Childhood Acute Illness Trial

Pancreatic Enzymes and Bile Acids: A Non-Antibiotic Approach to Treat Intestinal Dysbiosis in Acutely Ill Severely Malnourished Children (CHAIN 2.0/PB-SAM)

Information:

Sponsor - Bill and Melinda Gates Foundation
Principal Investigators – Robert Bandsma, Wieger Voskuijl, and James Berkley, University of Oxford; Ezekiel Mupere, MBChB, MMed, PhD, Uganda-CWRU Research Collaboration; Christina Lancioni, MD, Oregon Health & Science University; Johnstone Thitiri, KEMRI/Kenya, Caroline Ogwang, KEMRI/Kenya; Emmie Mbale, Malawi; Mohammod Jobayer, Bangladesh, Robert Bandsma, Canada

Type of Study Multi-center clinical treatment trial
Design Randomized, double-blind, controlled clinical trial
Project Site Kampala, Uganda (additional performance sites include Kenya, Malawi and Bangladesh)
Sample Size 200 participants at all sites; subsequent 3 stages following interim analyses may increase sample size to 400, 800 and 1200 participants
Study Period

2021 - Present

Enrollment/treatment period is 60 days

Goal of Study:

This trial aims to test if administration of bile acid and/or pancreatic enzyme supplementation, in addition to standard-of-care interventions including empiric antibiotics, improves clinical outcomes in sick, malnourished children.
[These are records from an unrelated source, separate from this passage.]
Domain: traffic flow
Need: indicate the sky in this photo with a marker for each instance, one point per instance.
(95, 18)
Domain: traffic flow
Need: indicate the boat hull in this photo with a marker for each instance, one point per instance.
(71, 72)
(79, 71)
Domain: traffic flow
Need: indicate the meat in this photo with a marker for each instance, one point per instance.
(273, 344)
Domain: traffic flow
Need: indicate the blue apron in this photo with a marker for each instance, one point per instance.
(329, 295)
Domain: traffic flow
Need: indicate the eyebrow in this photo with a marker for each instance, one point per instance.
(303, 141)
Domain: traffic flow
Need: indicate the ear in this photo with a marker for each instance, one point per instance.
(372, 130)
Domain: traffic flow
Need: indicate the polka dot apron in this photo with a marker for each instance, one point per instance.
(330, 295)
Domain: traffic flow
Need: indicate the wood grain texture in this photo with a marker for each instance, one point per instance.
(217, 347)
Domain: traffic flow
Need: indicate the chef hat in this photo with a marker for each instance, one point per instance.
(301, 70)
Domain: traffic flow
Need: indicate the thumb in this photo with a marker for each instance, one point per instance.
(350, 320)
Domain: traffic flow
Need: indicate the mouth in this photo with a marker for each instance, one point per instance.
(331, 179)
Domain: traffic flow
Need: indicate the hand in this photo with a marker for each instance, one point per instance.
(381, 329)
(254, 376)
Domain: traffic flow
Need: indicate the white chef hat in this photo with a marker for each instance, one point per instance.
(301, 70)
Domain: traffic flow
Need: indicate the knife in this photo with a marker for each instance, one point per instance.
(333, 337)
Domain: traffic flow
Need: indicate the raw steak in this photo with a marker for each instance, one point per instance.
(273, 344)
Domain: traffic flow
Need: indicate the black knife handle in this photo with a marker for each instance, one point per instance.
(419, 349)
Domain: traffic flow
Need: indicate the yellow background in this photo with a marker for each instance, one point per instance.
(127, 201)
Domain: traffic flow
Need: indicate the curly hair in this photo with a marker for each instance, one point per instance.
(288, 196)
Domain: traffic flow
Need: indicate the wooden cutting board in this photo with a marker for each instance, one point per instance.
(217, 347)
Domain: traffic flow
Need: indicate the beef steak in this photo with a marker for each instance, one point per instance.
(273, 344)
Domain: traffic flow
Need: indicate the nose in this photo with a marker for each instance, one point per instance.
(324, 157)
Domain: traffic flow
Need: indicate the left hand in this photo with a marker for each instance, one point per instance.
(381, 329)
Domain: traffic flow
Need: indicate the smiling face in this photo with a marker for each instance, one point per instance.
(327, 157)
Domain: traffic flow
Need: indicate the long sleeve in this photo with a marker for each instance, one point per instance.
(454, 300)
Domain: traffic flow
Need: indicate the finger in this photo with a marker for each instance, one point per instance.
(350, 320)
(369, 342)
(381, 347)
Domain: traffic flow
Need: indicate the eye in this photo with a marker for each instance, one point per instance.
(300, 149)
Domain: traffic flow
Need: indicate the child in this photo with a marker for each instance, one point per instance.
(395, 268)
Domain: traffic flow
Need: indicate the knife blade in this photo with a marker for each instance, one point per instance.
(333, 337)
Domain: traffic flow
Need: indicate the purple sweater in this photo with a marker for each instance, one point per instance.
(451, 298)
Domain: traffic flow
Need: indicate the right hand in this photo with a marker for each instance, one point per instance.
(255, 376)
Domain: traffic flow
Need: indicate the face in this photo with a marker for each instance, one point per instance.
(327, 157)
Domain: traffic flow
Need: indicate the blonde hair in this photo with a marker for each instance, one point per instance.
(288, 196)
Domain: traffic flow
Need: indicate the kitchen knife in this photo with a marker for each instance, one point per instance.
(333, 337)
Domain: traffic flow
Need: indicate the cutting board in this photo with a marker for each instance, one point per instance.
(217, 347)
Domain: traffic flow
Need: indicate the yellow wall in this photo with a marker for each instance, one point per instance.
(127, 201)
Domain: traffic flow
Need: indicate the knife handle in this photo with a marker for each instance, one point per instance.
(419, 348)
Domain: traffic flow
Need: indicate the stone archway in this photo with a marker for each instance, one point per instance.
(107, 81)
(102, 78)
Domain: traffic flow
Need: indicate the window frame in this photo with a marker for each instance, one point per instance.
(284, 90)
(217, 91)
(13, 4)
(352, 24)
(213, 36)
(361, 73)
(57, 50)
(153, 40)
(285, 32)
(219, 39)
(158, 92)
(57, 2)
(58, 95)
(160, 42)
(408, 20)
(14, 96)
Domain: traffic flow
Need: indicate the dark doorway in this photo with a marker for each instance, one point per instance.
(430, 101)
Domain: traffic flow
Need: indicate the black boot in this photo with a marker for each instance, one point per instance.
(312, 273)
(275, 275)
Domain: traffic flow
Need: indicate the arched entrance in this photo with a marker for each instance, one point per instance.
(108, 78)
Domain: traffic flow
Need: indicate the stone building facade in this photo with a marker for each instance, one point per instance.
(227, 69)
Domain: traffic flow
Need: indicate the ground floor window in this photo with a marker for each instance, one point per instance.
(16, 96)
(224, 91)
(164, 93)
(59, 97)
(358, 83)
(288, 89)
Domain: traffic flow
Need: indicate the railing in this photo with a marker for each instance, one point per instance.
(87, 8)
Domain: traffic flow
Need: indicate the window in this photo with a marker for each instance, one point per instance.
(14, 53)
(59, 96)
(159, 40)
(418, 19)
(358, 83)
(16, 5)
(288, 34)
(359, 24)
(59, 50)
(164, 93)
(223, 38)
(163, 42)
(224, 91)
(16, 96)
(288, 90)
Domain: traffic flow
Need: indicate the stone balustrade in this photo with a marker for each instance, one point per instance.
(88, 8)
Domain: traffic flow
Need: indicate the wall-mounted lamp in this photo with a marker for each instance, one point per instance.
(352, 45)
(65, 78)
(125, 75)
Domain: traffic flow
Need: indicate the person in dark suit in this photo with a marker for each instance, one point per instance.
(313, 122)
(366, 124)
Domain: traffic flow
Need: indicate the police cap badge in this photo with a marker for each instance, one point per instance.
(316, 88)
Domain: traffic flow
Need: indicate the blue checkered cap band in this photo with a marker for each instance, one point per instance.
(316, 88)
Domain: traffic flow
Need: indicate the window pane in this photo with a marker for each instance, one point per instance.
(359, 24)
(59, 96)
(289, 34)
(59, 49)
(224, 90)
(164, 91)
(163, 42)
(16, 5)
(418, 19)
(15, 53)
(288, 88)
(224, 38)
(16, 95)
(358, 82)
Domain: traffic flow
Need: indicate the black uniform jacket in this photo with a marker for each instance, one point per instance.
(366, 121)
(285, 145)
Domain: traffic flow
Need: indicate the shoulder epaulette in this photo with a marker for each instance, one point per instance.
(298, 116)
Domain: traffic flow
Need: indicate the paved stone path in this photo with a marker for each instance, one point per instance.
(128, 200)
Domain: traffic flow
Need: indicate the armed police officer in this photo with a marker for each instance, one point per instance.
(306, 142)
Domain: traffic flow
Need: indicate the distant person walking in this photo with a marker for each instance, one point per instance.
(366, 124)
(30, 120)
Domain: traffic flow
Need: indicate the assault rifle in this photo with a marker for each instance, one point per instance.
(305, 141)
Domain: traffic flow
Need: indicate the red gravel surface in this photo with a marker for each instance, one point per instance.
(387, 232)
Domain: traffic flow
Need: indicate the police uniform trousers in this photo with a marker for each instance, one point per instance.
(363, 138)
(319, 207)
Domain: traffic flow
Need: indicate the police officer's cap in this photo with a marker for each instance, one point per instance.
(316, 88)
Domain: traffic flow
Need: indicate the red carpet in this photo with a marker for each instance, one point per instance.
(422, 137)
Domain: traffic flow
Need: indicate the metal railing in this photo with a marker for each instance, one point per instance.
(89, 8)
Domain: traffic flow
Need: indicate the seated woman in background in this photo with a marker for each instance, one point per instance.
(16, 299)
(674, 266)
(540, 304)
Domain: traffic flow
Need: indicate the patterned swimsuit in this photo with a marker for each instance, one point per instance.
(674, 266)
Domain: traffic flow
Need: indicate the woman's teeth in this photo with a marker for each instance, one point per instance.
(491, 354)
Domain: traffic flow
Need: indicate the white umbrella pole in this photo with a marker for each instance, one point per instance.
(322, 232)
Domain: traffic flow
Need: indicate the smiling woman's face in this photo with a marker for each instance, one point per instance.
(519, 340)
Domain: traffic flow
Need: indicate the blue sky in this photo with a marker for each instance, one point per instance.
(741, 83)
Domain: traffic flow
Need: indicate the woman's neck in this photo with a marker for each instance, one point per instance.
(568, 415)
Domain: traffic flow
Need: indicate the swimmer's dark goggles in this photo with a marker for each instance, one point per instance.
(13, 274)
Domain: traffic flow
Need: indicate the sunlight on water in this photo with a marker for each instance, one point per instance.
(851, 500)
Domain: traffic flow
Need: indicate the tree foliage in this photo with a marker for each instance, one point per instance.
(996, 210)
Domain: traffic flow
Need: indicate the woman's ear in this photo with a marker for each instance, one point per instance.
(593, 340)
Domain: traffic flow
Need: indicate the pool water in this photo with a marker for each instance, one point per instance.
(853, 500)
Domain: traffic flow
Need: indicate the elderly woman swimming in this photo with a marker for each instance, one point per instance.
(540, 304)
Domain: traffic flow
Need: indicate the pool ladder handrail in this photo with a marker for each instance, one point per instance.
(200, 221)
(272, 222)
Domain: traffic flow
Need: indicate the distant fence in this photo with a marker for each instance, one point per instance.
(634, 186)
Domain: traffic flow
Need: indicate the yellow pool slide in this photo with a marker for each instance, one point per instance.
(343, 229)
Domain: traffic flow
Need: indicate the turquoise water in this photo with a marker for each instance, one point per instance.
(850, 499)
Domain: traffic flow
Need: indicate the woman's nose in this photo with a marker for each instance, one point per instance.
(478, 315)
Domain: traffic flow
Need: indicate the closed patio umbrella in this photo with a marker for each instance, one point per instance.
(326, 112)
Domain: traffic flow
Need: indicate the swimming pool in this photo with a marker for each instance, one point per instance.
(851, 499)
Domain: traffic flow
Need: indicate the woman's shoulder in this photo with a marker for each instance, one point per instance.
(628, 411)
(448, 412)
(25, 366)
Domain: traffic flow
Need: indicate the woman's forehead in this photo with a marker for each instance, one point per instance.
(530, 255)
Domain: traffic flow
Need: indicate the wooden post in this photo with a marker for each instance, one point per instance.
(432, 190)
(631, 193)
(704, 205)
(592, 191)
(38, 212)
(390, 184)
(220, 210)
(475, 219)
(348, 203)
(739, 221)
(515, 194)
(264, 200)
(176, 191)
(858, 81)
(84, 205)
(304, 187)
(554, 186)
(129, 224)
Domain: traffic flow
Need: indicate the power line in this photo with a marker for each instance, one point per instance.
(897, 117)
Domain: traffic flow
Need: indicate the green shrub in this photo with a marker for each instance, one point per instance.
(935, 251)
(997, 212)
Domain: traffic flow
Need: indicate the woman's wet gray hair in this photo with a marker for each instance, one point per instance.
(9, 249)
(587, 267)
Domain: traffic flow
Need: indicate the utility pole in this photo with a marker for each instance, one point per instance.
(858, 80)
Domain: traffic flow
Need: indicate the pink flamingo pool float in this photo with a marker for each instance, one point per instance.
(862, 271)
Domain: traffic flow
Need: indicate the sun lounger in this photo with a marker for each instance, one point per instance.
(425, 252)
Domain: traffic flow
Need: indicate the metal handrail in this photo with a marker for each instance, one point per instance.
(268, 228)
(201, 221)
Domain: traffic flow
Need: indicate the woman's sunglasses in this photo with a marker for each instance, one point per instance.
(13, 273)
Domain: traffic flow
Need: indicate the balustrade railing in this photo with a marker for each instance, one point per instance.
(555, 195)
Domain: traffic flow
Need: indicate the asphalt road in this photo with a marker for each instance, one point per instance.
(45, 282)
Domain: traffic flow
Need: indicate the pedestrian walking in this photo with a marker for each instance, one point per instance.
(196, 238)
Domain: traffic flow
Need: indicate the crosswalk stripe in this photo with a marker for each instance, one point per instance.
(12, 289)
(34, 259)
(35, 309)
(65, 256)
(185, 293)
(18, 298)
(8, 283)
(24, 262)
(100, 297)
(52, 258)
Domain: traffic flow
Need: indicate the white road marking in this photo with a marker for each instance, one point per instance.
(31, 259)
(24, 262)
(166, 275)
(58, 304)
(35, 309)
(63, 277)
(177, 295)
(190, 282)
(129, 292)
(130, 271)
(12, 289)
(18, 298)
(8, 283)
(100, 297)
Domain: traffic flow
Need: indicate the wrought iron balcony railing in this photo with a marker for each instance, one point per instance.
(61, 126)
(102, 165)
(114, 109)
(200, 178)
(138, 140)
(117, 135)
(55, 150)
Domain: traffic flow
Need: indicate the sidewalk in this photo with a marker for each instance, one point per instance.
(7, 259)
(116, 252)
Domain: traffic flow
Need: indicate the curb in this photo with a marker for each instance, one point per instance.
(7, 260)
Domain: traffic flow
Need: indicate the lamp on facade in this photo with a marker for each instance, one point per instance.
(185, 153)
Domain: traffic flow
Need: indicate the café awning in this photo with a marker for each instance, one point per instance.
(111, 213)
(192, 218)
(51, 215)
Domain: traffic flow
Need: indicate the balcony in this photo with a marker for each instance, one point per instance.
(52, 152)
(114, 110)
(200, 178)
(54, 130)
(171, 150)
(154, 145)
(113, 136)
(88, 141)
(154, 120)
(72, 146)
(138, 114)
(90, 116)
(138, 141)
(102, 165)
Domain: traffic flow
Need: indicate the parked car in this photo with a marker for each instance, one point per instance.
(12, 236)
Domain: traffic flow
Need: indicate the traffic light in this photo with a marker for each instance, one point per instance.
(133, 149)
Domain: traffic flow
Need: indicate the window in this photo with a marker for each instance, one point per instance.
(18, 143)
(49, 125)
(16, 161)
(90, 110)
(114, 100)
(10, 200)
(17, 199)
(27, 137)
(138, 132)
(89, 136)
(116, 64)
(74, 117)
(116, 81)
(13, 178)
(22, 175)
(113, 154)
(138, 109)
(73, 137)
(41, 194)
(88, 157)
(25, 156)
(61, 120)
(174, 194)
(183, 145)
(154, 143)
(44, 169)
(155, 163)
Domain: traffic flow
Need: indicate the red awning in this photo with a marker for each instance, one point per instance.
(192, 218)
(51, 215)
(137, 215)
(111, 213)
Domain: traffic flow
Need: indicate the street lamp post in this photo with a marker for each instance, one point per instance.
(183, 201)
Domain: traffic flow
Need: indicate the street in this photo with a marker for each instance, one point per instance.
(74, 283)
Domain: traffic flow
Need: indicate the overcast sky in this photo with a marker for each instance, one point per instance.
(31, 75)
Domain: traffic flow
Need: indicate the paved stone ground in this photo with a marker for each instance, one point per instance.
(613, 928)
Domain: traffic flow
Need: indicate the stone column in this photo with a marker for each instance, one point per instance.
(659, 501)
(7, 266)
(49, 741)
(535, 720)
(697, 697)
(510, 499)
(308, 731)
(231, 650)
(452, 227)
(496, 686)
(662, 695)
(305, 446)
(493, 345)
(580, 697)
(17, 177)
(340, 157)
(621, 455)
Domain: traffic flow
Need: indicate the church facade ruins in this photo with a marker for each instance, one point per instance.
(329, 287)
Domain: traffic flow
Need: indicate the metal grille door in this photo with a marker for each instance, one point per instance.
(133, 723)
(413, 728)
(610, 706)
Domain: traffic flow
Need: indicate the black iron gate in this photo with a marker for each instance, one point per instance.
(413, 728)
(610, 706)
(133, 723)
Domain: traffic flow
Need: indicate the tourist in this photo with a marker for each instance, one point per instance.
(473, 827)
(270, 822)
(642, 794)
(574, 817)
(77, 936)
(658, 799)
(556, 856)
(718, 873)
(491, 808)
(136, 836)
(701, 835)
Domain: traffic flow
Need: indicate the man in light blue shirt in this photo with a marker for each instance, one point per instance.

This approach addresses specific mechanisms that have been identified in severely malnourished children and could impact intestinal function and the local and systemic effects of bacterial dysbiosis. This in turn can reduce bacterial translocation across the intestinal lumen and systemic inflammation or bacteremia.

Primary Objective:

To determine whether treatment with pancreatic enzymes or bile acids reduce mortality in acutely ill hospitalized children with severe malnutrition compared to placebo.

To determine -

  1. Rate and type of safety adverse events (SAEs, including readmissions to hospital)
  2. Safety: rate of grade 3 or 4 toxicity events whilst receiving investigational products
  3. Intestinal function: number of days with diarrhea during admission
  4. Use of second and third-line antibiotics during admission and readmission
  5. Number of days from enrollment to discharge during admission
  6. Growth: (MUAC, weight-for-length, length-for-age) to day 60.